Guide Butch Terpe, 936-856-7080. Lake Conroe Area Convention & Visitors Bureau, http://www.lakeconroecvb.org. TPWD Region Three, 979-822-5067, www.texassportfishing.com/Region_3.

 Weighing In

 14.91 — The standing lake record largemouth caught in 1997 by Willis angler Bill Boyett.

 20,118 — Surface acres of Lake Conroe

 13,800 — The number of grass carp dumped into the lake last October to curb the spread of hydrilla

 1973 — The year Lake Conroe was impounded

 Bassmaster Extra

 Lures to packs

  Spinnerbaits, from 1/4 to 3/8 ounce, chartreuse/white combination:

 "I always put a trailer hook on my spinnerbaits, especially fishing over grassbeds because you might get a short strike. I am not a willowleaf fan. I like the Colorado or tandem blades. I generally like to cast it where I can see the blades on top or just under the water."

 - Crankbaits, those that go real shallow, not more than a foot deep:

 "I fish crankbaits over grass or real shallow structure, 2 to 3 feet deep." Terpe's favorite colors are Tennessee Shad and Fire Tiger. "Bandit is my favorite brand name.
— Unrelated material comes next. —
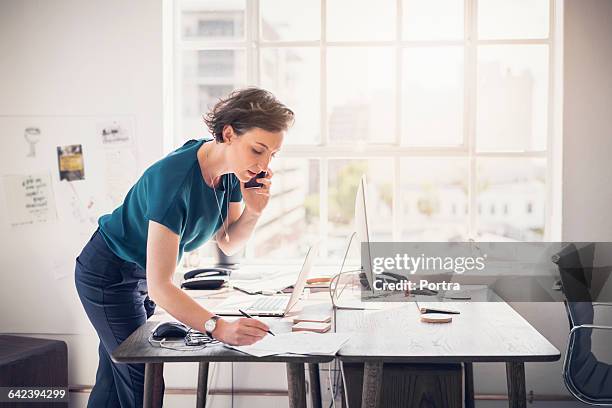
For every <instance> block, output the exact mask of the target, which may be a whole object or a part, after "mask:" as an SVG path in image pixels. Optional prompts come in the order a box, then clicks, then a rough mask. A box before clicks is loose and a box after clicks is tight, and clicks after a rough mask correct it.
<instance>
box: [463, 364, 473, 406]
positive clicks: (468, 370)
mask: <svg viewBox="0 0 612 408" xmlns="http://www.w3.org/2000/svg"><path fill="white" fill-rule="evenodd" d="M463 381H464V383H465V408H474V367H473V366H472V363H463Z"/></svg>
Mann is making one called the Baby Minus One, won't go more than 1 foot deep, real well known for fishing over shallow grass beds."
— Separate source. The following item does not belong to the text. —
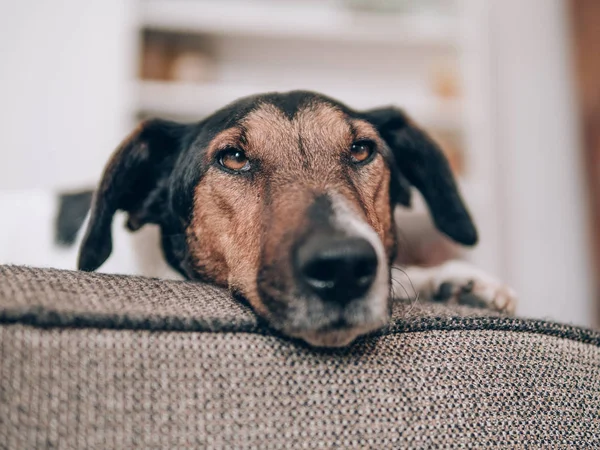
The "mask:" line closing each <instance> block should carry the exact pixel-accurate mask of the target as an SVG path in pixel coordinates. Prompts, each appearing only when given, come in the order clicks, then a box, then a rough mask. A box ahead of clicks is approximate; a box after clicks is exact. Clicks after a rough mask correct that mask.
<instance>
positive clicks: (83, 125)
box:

 - Plastic worms, Texas rigged:

 "I like to use a lightweight, 3/16 to 1/4 ounce if the wind is blowing and there isn't much grass." His favorite colors are watermelon, black/blue and junebug in 6-inch Gator-tailed style worms.

 - Plastic worms, Carolina rigged:

 Target deep structures such as pond dams, roadbeds, or brushpiles.

 "I like to use a 1/2- to 3/4-ounce weight, depending on the wind, with a 2-foot leader, 4- to 6-inch worms, same worm colors." In the spring, knowledgeable Lake Conroe anglers sight fish beds, using craw worms. "Usually you have some kind of stickup or grass that the fish might be around, not deeper than 2 feet of water." Craw worms as compared to lizards are effective because of their compact size. "It's easier for a fish to take the whole bait in instead of just the tail," explains Terpe. "You have a better percentage on hookups, since the bait almost covers three quarters of the worm and is more compact."